Contemplación del Nacimiento.
La contemplación es la forma de acercarse al misterio del Niño que nace para nuestra salvación y, aunque la salvación Él la realizará con toda su vida y especialmente cuando viva la entrega total de su Misterio Pascual, ya desde ahora me está salvando de tantas actitudes y comportamientos de mi vida.
Cuando lo contemplo a Él miro primero el entorno en que está colocado, el pobre portal de Belén no tiene muchos adornos, no tiene ninguno, está reducido a la máxima desnudez: no hay ninguna guirnalda, ningún mueble para la comodidad, ni siquiera una silla ¿habría acaso una lámpara? Ciertamente no, a lo más alguna antorcha improvisada por San José. Y cuando después miro a mi entorno, cuántas cosas considero necesarias para tener un ambiente confortable, aunque sea con pocas cosas. La desnudez total me parecería antihumana e insoportable. Después de esta comparación me doy cuenta de cuántas cosas inútiles e innecesarias me rodean.
Pero lo que más me importa es contemplar al Niño recién nacido; así que ahora fijo mi atención en Él. No sé si me verá porque sus ojos de recién nacido difícilmente se abren a la luz. Y al contemplarlo así reducido a la impotencia, pienso en cómo compaginar esta situación del niño indefenso con la infinitud de Dios que habita en Él, porque este Niño es a la vez el Dios Omnipotente y tengo que hace un acto de fe para asumir que esa criaturita es a la vez la Persona del Hijo de Dios. Y con esto me está diciendo lo importante que es para su misión pasar por esta etapa de la infancia en su total realidad; su infancia es entonces enseñanza. Más adelante dirá que hay que hacerse como niños y también que hay que nacer de nuevo.
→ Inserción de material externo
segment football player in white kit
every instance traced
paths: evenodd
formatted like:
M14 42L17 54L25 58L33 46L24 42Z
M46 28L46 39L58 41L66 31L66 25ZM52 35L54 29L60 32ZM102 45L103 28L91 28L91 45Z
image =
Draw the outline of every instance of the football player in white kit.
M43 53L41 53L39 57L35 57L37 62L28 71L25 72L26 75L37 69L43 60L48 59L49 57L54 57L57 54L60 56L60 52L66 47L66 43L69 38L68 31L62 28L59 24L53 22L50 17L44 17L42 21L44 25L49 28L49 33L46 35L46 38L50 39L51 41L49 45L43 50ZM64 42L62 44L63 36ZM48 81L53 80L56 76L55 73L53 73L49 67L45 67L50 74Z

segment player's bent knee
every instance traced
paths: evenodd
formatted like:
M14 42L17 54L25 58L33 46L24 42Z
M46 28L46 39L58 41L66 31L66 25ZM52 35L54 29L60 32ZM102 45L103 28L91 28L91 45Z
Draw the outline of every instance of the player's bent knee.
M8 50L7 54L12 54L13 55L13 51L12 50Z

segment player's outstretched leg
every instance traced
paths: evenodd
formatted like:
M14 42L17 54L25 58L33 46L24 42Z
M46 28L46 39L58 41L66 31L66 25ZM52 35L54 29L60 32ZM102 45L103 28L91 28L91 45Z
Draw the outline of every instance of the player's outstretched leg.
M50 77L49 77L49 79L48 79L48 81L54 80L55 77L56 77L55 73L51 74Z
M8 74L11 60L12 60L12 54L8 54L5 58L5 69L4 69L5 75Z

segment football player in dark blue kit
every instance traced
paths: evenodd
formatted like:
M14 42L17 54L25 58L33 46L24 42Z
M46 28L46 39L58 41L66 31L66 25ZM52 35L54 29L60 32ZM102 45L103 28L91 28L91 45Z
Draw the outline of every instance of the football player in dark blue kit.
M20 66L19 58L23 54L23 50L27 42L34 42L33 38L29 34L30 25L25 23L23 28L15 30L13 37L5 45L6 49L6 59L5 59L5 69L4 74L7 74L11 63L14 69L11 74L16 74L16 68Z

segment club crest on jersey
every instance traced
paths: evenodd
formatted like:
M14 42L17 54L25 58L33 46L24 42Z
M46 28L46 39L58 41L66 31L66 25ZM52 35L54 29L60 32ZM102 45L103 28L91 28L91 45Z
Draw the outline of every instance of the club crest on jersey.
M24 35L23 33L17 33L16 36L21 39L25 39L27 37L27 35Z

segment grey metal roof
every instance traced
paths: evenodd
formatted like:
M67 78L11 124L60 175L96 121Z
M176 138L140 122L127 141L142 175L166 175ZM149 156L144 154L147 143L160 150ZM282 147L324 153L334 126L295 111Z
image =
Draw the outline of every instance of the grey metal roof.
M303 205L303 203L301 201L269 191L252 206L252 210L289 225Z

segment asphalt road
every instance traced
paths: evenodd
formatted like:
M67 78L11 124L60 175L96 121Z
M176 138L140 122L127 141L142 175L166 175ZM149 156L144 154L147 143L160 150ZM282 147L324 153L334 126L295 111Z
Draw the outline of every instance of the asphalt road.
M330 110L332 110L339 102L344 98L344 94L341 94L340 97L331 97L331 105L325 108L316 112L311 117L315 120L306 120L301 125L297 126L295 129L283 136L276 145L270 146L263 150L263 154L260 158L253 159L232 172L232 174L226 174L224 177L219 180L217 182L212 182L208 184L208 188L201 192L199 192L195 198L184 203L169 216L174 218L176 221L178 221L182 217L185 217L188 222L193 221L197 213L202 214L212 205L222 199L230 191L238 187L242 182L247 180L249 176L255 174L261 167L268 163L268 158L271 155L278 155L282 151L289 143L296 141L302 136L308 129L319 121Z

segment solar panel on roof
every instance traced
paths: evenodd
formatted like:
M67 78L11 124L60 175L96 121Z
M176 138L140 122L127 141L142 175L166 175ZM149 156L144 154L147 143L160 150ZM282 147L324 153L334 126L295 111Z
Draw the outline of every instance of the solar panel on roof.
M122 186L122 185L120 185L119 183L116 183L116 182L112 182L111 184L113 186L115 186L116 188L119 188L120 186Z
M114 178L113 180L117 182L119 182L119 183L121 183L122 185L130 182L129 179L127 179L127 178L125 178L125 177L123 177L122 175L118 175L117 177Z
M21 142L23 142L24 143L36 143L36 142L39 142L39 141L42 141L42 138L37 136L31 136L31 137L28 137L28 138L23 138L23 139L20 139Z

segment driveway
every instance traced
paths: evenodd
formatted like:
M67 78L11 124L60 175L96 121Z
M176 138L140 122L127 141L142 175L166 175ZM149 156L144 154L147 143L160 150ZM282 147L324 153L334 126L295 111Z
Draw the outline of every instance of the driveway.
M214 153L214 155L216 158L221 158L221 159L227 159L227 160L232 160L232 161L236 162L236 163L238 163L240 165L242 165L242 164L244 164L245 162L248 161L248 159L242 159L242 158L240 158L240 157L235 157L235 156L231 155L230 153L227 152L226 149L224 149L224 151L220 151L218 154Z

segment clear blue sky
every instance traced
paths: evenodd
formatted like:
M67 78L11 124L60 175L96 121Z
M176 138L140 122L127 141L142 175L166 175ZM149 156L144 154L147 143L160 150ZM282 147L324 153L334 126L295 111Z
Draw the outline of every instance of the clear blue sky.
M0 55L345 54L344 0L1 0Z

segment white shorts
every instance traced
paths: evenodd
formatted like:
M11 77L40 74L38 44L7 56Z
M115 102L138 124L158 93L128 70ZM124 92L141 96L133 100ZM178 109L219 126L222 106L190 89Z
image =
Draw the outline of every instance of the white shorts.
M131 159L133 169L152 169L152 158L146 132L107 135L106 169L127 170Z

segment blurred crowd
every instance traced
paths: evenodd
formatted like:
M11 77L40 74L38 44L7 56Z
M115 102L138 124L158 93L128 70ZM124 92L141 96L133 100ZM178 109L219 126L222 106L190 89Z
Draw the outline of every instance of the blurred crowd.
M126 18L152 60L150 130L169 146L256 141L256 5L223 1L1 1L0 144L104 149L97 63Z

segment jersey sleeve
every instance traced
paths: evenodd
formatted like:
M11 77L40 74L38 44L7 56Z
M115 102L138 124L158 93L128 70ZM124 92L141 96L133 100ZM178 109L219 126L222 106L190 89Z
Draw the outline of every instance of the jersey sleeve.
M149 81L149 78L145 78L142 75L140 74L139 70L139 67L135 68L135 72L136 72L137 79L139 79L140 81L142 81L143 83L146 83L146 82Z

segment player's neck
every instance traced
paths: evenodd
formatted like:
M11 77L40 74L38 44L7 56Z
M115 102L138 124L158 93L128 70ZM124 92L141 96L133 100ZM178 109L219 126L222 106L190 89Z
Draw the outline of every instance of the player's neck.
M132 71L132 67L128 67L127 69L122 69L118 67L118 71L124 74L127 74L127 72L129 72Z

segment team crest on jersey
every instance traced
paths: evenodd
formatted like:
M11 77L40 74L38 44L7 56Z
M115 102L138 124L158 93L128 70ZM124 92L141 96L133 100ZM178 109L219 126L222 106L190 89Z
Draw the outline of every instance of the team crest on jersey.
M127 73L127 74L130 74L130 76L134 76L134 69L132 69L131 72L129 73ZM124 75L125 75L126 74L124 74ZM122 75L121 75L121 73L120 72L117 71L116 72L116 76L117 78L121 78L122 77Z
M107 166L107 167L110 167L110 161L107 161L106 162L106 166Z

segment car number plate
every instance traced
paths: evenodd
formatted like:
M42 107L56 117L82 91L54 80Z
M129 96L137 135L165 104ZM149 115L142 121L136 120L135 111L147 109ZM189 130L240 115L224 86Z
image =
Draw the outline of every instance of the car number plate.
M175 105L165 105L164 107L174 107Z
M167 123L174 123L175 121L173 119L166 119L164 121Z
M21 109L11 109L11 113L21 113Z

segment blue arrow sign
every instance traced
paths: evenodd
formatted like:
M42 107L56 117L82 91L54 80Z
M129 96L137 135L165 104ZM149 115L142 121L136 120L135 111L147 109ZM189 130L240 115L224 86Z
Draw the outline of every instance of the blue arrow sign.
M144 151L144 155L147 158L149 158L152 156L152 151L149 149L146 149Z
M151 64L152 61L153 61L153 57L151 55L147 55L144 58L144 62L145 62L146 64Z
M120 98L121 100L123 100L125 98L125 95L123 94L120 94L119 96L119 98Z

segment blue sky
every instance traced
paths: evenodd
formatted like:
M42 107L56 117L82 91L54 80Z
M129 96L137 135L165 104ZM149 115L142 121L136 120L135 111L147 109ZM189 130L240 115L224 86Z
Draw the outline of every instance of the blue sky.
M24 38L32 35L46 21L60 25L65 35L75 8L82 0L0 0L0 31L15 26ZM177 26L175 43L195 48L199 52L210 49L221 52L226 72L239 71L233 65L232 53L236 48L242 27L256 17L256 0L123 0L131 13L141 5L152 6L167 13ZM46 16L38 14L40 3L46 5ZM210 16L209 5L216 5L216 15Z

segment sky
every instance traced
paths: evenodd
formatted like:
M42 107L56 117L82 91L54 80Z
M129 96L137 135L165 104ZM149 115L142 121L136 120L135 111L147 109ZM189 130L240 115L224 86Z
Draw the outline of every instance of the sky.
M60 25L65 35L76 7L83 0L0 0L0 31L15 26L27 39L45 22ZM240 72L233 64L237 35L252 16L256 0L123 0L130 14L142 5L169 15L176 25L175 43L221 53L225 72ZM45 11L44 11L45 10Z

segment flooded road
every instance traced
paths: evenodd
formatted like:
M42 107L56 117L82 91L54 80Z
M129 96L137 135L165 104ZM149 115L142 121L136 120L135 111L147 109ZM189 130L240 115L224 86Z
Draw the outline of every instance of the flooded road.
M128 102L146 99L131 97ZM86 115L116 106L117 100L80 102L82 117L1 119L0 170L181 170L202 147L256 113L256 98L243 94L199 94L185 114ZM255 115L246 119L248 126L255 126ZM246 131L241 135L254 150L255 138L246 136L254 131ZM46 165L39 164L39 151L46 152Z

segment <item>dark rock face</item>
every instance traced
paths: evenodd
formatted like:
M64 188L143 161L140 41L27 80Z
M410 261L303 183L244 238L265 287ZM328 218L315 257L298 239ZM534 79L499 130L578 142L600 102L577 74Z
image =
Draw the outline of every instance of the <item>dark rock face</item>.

Yo adulto, que considero mi etapa actual como una conquista importante, porque he adquirido experiencia, conocimiento, personalidad, seguridad en mí mismo, ¿es que debo volver a mecerme en una cuna? Pero medito en esa pequeñez del niño y Él me enseña cuáles son los rasgos del niño que debo intentar recuperar. Y pienso en cómo recuperar la pureza de la inocencia inicial, esa inocencia y pureza que me fue concedida al nacer y que se ha ido oscureciendo a través de los años. Miro una vez más al Niño y se me quita la importancia de mi adultez.
El Niño, del que no puedo quitar los ojos, está moviendo sus brazos hacia la Virgen, algo está necesitando; en realidad Él no tiene vergüenza de necesitarlo todo. Así es el Niño y corrige mis actitudes de autosuficiencia, del que se basta a sí mismo y que no necesita de nadie; corrige mi actitud orgullosa de rechazar las ayudas que otros me ofrecen.
Pero lo que más me enseña este pequeño recién nacido es una nueva imagen de Dios, para que corrija la que me he ido fabricando con mis lecturas, con mis estudios y con mis reflexiones personales. Nunca imaginé un Dios necesitado de abrazos y de cuidado ¿cómo iba a pensar que el rasgo más central de Dios es su ternura y su bondad? Nunca pensé en que Dios pudiera estar tan a mi alcance y que incluso tuviera que necesitar algo de mí, pues el que todo lo tiene porque todo lo ha hecho y todo lo ha creado ha querido hacerse Niño y quiere necesitar de mi afecto, de mi acogida, que lo que más le importa, por encima de todas las superestructuras incluso religiosas, es que le diga que le amo y que se lo diga con mi vida entera. Realmente el Dios que es Jesús corrige tantas imágenes equivocadas que me fragüé y se convierte en un Dios que me atrae con amor y que quiere que lo estreche contra mi pecho.
Tanto me enseña este Niño que no debo nunca dejar de contemplarlo incluso después de Navidad.